Filipina In A Southern Kitchen

Tres Leches Ube Champorado with Crispy Dried Squid

Tres Leches Ube Champorado with Crispy Dried Squid is an indulgent and fun take on the traditional Filipino Champorado. Think rice porridge with ube. The creamy comforting Champorado is drizzled with three types of milk: everyday milk, the usual suspect evaporated milk, and a generous sprinkle of sweet powdered buttermilk.  And one, must not miss out the unexpected crispy saltiness from the squid that makes it a perfect bite. 

Tre leches Champorado topped with Dried Squid

A vibrant and delicious bowl of ube champorado served with three types of milk and crispy curled squid.

What the heck is Champorado?

I grew up with traditional Filipino Champorado usually served on cool mornings. It is hot and steamy chocolatey delicious rice porridge. Sweet glutinous (not to be confused with gluten) rice is gently simmered in water. A few discs of tablea dropped into the pot provides Champorado’s deep brown color.

A tin of evaporated milk is poked on top, and generously poured in swirls on the bowl of champorado.  The creamy spirals against the deep brown is the signature look of Champorado. 

Of course, the bowl is not complete without the crisped dried herring scale-on served on the side. The scales are picked apart, but if properly crisped, can be consumed. The chewy brine texture of the dried fish balances the creamy goodness of this bowl.

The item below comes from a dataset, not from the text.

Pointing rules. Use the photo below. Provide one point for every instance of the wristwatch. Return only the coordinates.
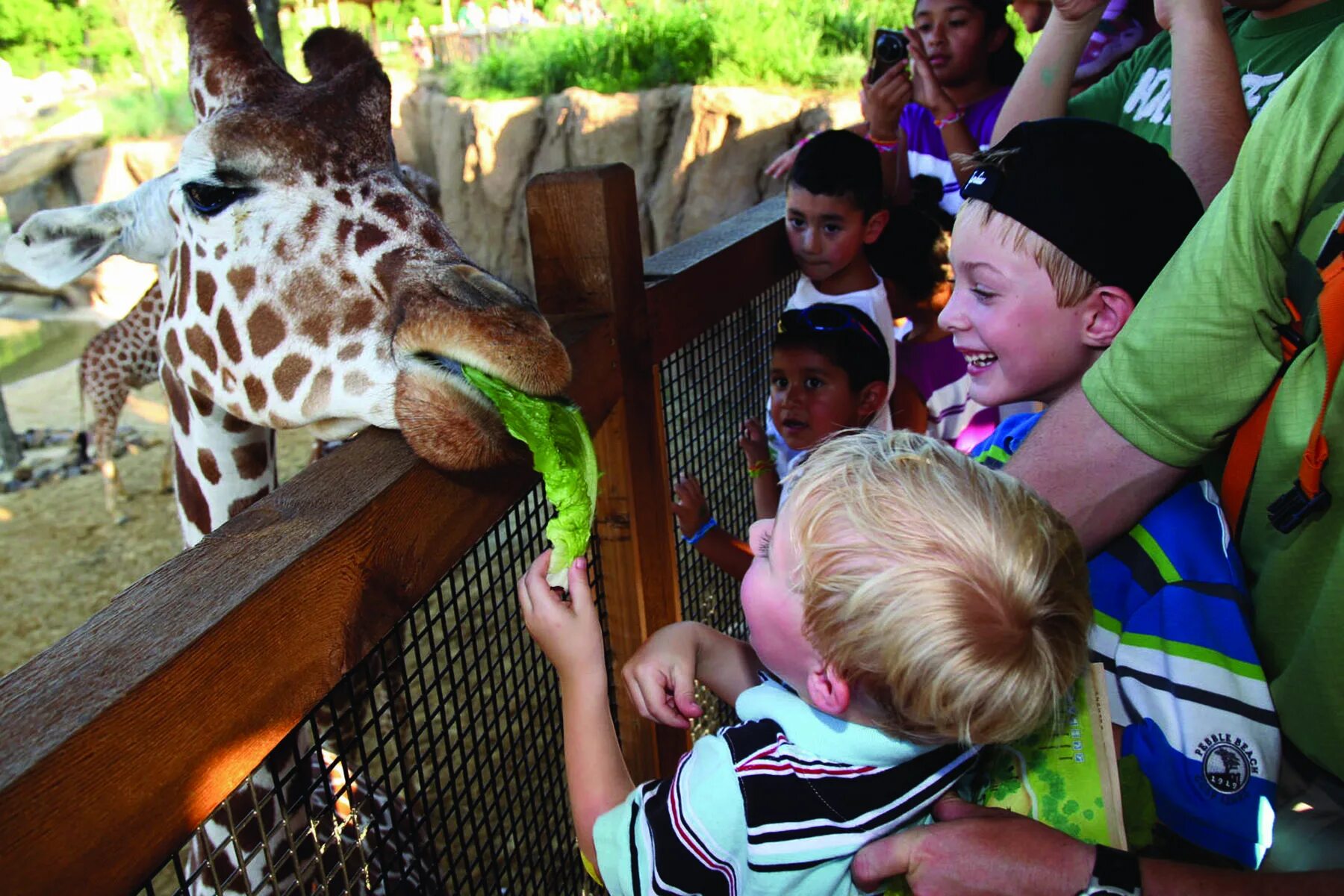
(1115, 874)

If y’all think this combo sounds weird, I bet that’s what you thought when salted caramel first came out.

Tres Leches Ube Champorado


Ube is purple yam. Just to be clear, purple yam is not purple sweet potato.  I used my own homemade ube halaya (or haleya, halea), a creamy ube spread in this recipe. You can go through the satisfying but laborious process of making your own. If you find the elusive seasonal root crop.

Some Asian stores will sell this in powder or grated frozen form. Sometimes the real ube lacks intensity in color because that’s the way nature is. You can add a few drops of the ube flavor to heighten the vibrancy in both color and flavor. This is, of course, optional. 

Tres Leches

Tres Leches had a nice ring to it so I had to go with three milk types: Evap milk, Sweet Powdered Milk and regular milk. No regrets. Feel free to play around with your favorite creamery. I think it’s brilliant to have this with vanilla ice cream as well. 

Crispy Dried Squid

This really makes this bowl extra special but a word of warning, turn the vent on, windows open when you fry this. It is quick but can lethal. Most Asians would drool at the smell of this. BUT, if you are not used to it, this may chase you away. If you have tried fish sauce, the smell is not far from it.  

Also, If you have seafood allergy, you can skip this. 

Not-so Secret Ingredient

Cheese y’all. I switch between Velveeta, mild cheddar and parmesan. You add this after the ube and let it melt into the porridge.  Just a small portion of this gives that certain je ne sais quoi.

A vibrant and delicious bowl of ube champorado served with three types of milk and crispy curled squid.

May be hard to find items for 

Disclaimer: In the name of full transparency, please be aware that this blog post contains affiliate links and any purchases made through such links will result in a small commission for me (at no extra cost for you).

I pulled up a list with options that may be hard to find in your regular grocery store.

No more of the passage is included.